Almost a half of the agricultural lands in possession by the indigenous people lies fallow in the Reserve. The contributing factors to name a few are – lack of agricultural credit, high risk of wildlife raids and inadequate marketing support for traditional varieties and uncertain monsoons. This programme has been encouraging indigenous people to cultivate traditional millet varieties that are largely drought resistant while at the same time make an important contribution to the family nutrition.
The farmers’ groups offer members loans for land clearing, ploughing, seed purchase as well as purchase of fencing and temporary housing material. Seed banks located in each area offer available seed to be returned in kind.

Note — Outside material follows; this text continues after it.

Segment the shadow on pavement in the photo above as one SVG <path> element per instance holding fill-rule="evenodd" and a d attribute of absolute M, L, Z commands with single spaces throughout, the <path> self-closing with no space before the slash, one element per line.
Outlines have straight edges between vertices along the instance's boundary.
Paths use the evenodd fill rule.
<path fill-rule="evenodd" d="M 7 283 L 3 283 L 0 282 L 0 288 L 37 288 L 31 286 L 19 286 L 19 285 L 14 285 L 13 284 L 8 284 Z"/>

During the year, millet and other traditional crop cultivation by 95 farmers was supported in over a total of about 144 acres. of land. The support was in the form of provision of seeds as well loans towards ploughing expenses. 48 varieties of seeds including those of finger millet, foxtail millet, little millet, horse gram, pigeon pea were procured from farmers and made available to the area level seed banks. Farmers also carried some of these seeds to a seed exchange programme organized by the Nilgiri Natural History Society in order to highlight the importance of communities as stewards of a critical agricultural gene pools.
Ten coffee farmers were helped to prepare land, pitting, planting, trenching for 7000 coffee seedlings under the coffee development programme.
5. vermi –compost units (Pre fabricated-HDPE vermin-compost bin) were supplied and installed in Aracode, Kilcoupe and a three day training was conducted for five farmers.
The other uses which farmers’ groups used their revolving fund for include loans for buying of a coffee pulper by the Dhoopamara Farmers’ Group, purchase of poultry by the Melseemai Farmers’ group and cultivation of about 60 cents of jointly owned land by the Nedungayam Farmers’ Group.